Notwithstanding other issues with this disclosure, and the setup of the Trust generally, that particular disclosure reveals the extent to which SLV is not an investment in silver, or an investment in a security that indexes the price movement of silver. Rather, SLV is a nest of fraud and deception, a covert tool used in the central banking and bullion banking effort to control the silver price (just like GLD).
SLV is disingenuous in its effort to manage SLV properly. If Black Rock were to issue an offer-wanted-in-comp for the amount of silver bars that it needs to back the new shares created, at a high enough price it would be able to purchase enough silver. This is how price discovery is supposed to work. SLV’s failure to embark on this price discovery exercise reveals that the Trust is a fraud.
Eventually, the price containment of gold and silver will fail. The law of supply and demand dictates that imbalances can be fixed by price, so silver needs to rise to a level that balances out the supply and demand for SLV shares—if SLV is truly a physical silver Trust. As such, SLV should be soliciting large offers-in-comp. That would reveal that the market price of silver is too low, and that demand exceeds supply by a considerable amount.

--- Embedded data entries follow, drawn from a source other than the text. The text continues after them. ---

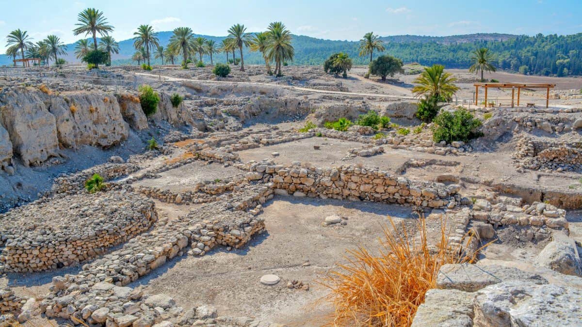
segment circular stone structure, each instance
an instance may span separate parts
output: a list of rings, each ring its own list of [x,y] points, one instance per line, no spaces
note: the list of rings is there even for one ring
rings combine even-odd
[[[42,198],[0,215],[0,270],[79,262],[147,230],[157,219],[152,201],[127,190]]]
[[[281,279],[276,275],[264,275],[261,277],[261,283],[265,285],[274,285],[279,282]]]

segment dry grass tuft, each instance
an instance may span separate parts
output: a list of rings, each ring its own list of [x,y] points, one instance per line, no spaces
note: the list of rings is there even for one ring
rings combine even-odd
[[[399,236],[383,228],[384,239],[380,240],[378,255],[361,247],[347,250],[348,263],[339,265],[339,271],[330,272],[318,282],[331,291],[320,299],[335,308],[335,318],[329,325],[410,326],[427,291],[434,287],[441,266],[473,262],[482,248],[460,257],[461,249],[449,246],[445,222],[442,222],[436,248],[427,242],[424,216],[418,222],[420,241],[403,223],[402,229],[403,236]],[[466,239],[469,244],[473,236]]]

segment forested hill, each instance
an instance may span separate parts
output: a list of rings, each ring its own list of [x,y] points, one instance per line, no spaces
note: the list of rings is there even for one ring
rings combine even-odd
[[[172,32],[160,32],[160,44],[165,46]],[[217,41],[224,37],[203,36]],[[498,68],[523,73],[546,75],[582,75],[582,33],[569,35],[538,34],[530,37],[503,34],[475,34],[449,37],[396,35],[383,37],[384,53],[400,58],[405,63],[416,62],[424,65],[444,65],[449,68],[467,68],[471,65],[471,52],[477,48],[488,48],[494,56]],[[295,59],[290,65],[322,65],[331,54],[344,51],[354,59],[355,65],[366,64],[369,57],[358,56],[357,41],[322,40],[304,35],[294,35]],[[134,52],[133,41],[119,42],[120,52],[113,56],[113,65],[132,63],[129,59]],[[75,61],[73,45],[68,47],[65,59]],[[262,64],[260,54],[246,50],[246,63]],[[374,54],[376,56],[378,54]],[[232,58],[232,54],[230,55]],[[239,55],[237,54],[237,57]],[[224,54],[214,55],[215,61],[224,62]],[[205,62],[210,61],[204,56]],[[159,59],[152,61],[160,63]],[[5,55],[0,56],[0,65],[12,62]]]

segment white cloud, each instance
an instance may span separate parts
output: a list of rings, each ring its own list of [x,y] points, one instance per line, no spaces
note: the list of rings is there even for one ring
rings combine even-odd
[[[406,7],[400,7],[399,8],[391,8],[388,7],[386,8],[386,11],[390,13],[404,13],[407,12],[410,12],[410,9],[407,8]]]

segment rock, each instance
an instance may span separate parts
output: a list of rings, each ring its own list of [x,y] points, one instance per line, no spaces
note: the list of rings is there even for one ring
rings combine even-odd
[[[577,326],[582,290],[569,286],[510,280],[477,292],[475,326]]]
[[[325,217],[325,223],[333,224],[342,222],[342,217],[338,215],[333,215]]]
[[[471,264],[443,265],[436,276],[436,287],[475,292],[485,286],[505,280],[528,281],[545,284],[548,280],[537,273],[525,272],[515,268],[495,265]]]
[[[553,234],[553,240],[538,254],[535,261],[558,272],[582,277],[582,262],[576,244],[562,233]]]
[[[281,279],[279,276],[276,275],[264,275],[261,277],[261,283],[265,285],[274,285]]]
[[[144,303],[150,308],[159,307],[167,309],[176,304],[176,301],[171,297],[165,294],[157,294],[148,297]]]
[[[428,290],[411,327],[472,326],[474,297],[474,293],[458,290]]]

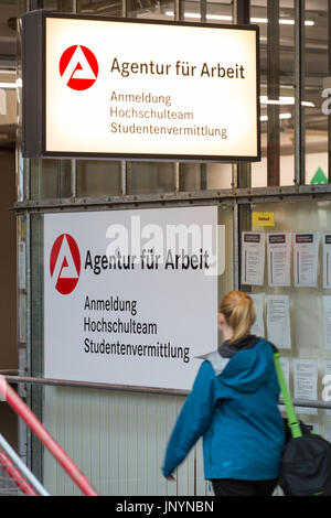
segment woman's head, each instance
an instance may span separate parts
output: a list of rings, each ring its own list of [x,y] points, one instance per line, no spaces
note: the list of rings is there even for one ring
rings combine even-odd
[[[221,302],[218,320],[233,331],[229,342],[239,342],[249,334],[255,322],[253,300],[242,291],[229,291]]]

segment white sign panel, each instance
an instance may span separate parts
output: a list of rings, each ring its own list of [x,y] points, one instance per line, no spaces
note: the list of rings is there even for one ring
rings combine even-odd
[[[259,160],[256,26],[43,17],[44,155]]]
[[[191,389],[222,257],[216,207],[45,215],[44,376]]]

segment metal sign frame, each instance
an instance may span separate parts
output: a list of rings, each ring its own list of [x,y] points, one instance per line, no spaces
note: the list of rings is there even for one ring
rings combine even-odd
[[[253,31],[256,34],[256,114],[257,114],[257,153],[249,157],[202,155],[202,154],[154,154],[154,153],[111,153],[111,152],[68,152],[46,150],[46,19],[109,21],[120,23],[140,23],[157,25],[182,25],[199,29]],[[108,159],[129,161],[163,162],[256,162],[260,161],[260,101],[259,101],[259,28],[257,25],[228,25],[212,23],[188,23],[160,20],[137,20],[100,18],[83,14],[62,14],[50,11],[32,11],[22,17],[22,77],[23,77],[23,121],[22,153],[24,158],[53,159]]]

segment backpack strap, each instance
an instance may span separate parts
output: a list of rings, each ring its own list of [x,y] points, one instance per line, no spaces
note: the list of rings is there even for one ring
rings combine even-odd
[[[291,435],[293,439],[300,438],[302,435],[301,428],[299,420],[297,418],[295,407],[284,377],[282,368],[280,365],[280,355],[279,353],[274,353],[274,363],[275,363],[275,368],[276,368],[276,374],[279,382],[279,387],[282,393],[285,407],[286,407],[286,413],[287,413],[287,419],[288,419],[288,425],[291,431]]]

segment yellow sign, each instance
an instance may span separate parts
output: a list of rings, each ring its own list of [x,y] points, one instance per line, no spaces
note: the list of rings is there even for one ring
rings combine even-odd
[[[274,227],[274,213],[253,213],[252,224],[256,227]]]

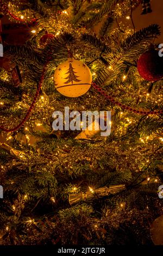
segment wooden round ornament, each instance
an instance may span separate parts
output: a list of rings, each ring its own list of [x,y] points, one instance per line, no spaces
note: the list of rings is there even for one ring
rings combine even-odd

The solution is for SLV to bid up the silver price to a level that solicits enough offers to fulfill the obligation of the Trust to back the share baskets with the appropriate amount of silver bars. Anything else reveals SLV as a fraud. SLV’s investors have been led to believe that it is an investment in silver. Now we know that SLV is an investment in paper securities fractionally backed by silver bars. Technically, SLV is a derivative, and a fraudulent one at that.
Nothing like the real thing in your hand.